Ailsa, Alicia, Alisha – where on earth did you get the ‘h’ from?! All these variations, mutilated forms that seem to go in circles, never quite getting there. I don’t mean that there’s anything wrong with these names, but they are not mine. The worst is when people say my surname, regurgitating Machoooina at me. This is particularly painful as it comes from the same root in Russian as urine.

I have attempted coming up with stories, breaking up my name in an effort for people to find it easier to say: try “Ma, tune in?” as though you were rudely telling your Mum to listen, and then add an “ah.” “Oh – I get it!” says the person – and reverts back to the same distorted cacophony.

I may seem harsh. My name is foreign.

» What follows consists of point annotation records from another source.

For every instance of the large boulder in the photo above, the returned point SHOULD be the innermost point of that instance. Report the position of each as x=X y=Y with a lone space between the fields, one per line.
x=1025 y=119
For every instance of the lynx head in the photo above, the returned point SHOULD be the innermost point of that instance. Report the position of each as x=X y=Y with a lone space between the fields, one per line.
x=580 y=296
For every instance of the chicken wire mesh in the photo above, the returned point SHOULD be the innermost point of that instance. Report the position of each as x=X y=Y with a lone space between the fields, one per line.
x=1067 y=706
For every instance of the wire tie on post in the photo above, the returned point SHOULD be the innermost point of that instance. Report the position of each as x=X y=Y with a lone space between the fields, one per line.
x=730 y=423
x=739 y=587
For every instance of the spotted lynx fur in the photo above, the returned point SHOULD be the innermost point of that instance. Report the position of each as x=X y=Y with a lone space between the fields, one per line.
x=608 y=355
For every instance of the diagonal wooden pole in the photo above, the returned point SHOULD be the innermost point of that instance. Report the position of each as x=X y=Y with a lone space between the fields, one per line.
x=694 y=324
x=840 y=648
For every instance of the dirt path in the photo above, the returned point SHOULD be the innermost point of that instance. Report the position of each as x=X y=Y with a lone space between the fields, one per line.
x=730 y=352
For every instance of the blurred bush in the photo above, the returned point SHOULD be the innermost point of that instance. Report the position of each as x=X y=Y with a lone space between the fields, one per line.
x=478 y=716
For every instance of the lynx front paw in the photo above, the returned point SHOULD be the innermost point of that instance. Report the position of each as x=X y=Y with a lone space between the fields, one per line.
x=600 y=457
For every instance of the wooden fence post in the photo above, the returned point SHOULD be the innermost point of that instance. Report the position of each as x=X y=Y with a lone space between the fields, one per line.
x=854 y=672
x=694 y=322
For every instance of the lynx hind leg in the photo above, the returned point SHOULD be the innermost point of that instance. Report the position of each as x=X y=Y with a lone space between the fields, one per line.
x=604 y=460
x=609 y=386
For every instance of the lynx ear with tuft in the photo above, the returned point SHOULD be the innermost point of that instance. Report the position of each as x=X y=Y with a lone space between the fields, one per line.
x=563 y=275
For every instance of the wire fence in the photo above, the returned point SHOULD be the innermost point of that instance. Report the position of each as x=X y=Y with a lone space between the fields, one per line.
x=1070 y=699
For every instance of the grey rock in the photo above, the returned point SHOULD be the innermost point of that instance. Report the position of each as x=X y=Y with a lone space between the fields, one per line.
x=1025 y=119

It’s strange. And it is so at odds with my outward appearance as a born and bred Scot.

Yet my name is an irreplaceable part of me, and when people don’t want to make a slight effort to try saying it right, they are brushing a part of me away.

People often think there’s been a typo – someone’s written the ‘I’ after the ‘L’ when it should be before. It has to be, because such names do not exist. It still feels strange when people think you’re name – something so inextricably linked with your identity – is a mistake.

We have probably all heard that using someone’s name inspires a closer connection. “A person’s name is to him or her, the sweetest and most important sound in any language,” as said by Dale Carnegie, the writer of How to Win Friends and to Influence People (a title that makes me want to sing Fagin’s Reviewing the Situation). I guess I am in some way immune from these manipulative ploys, as salespeople’s attempts do not illicit feelings of warmth and inclusion. Especially since they are usually accompanied by wincing and twisting of mouths into fantastical positions.

Many people change their names when they go abroad. This is particular common for the Chinese, some of whom even give their babies English names so as to help them in studying or working overseas when they grow up, fearing that they will not be as well accepted with a foreign-sounding name. I would say that this is perhaps only slightly over-reacting, for people are often filled with a sense of dread and mistrust when they see a foreign name. Even here in St Andrews, where we are supposedly so diverse, recently a guy earnestly entreated me not to trust people with strange surnames. This was before I told him mine.

People often introduce themselves to me with a British pronunciation, or a different name altogether, and I find myself slightly hurt. It’s like they’re not letting me into a part their life, not bothering to. I often delicately ask if that is the name they prefer, and I am usually greeted with a look of surprise, and a wide smile.

Our names are so important to us, that when they are distorted or changed it is like a chord that is not quite right. But when you call it out “Ah-lee-sa” – it rings out true.